From Winamop.com

Cold Enough to See
by KJ Hannah Greenberg


 

 

I.

 

It’s a starry night, but cold enough to see

Moving sheets of ice, such redacted misery

Of love’s herbs, potions, select midwifery.

Hidden changes which summon adversity.

 

Note: bathroom inlays, once gratuitously littered,

With all sorts of yesterday’s green laws, skittered

Self-imagined glory, until riches got reconsidered.

In this apartment, your shrill calls still embitter.

 

Wood hares, when pierced by falcons, die.

Otherworldly weaves, hypnotic shapes pry

No fabled, epic ginger-haired monkeys by

Dint of ugly, ancient archaeopteryx’ eyes.

 

Sent home to highlands, under triple guard,

Seeking mates and futures remains marred,

All the more, reclaiming sanctuary is absurd

Recall: wee woodland creatures nibble hard.

 

 

II.

 

Skin, buttercup petals, even eiderdown,

Miss when shadow befall our dear town.

Elicit no dove song, lift no aural crown,

Just sprinkle tears here, there, and around.

 

Foreign, old souls engage in lambent pillage.

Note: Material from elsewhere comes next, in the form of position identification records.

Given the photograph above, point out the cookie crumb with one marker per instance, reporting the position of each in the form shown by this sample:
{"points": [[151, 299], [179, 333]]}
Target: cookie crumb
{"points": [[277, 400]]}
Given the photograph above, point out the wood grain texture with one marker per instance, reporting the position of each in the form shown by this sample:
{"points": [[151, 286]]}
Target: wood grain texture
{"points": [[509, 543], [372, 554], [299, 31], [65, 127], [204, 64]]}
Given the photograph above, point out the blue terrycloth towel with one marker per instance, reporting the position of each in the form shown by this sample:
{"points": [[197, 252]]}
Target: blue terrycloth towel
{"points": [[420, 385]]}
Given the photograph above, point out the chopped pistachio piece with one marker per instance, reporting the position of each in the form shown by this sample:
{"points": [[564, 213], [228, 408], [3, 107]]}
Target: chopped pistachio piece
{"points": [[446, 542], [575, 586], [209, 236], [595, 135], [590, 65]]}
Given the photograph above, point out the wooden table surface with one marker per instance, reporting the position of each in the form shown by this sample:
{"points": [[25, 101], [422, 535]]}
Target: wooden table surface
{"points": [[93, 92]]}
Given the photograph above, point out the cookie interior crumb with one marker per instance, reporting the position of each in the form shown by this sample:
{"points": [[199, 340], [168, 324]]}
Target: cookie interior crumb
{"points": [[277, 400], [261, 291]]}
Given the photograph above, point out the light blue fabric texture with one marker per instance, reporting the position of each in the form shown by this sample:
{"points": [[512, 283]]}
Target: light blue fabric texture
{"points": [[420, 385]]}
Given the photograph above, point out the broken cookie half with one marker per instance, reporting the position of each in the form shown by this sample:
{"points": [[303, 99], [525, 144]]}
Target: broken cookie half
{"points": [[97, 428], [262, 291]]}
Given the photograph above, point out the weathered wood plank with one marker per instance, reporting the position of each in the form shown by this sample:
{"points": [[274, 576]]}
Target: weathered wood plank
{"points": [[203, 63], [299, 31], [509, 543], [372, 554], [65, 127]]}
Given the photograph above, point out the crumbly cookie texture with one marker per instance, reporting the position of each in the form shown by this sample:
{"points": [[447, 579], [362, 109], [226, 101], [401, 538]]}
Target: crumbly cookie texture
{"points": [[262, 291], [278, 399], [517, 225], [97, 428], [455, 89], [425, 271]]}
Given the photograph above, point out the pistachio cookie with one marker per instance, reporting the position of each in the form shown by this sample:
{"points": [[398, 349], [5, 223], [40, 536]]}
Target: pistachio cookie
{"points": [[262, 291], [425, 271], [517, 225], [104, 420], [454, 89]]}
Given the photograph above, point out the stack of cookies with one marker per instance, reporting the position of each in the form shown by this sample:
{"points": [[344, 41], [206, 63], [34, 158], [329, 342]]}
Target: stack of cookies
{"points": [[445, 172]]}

Destroy what life gets pulled from such spilling,

Perilous, wearisome louts trounce our village

But fail procreation’s brilliant, private tillage.

 

Their smiles, their bows, their patterned ways

Belie scripted pouts, war’s corrupt mores.

In killing field, arms rule what tongues purvey.

Proving, ultimately that outlanders overstay.

 

In our clime, such breach, such impudence

Culls horse urine, maybe goldenrod’s insolence

Garners interest in alien, intoned verbal mess,

‘cause foreign “heroes” can bring nothing less.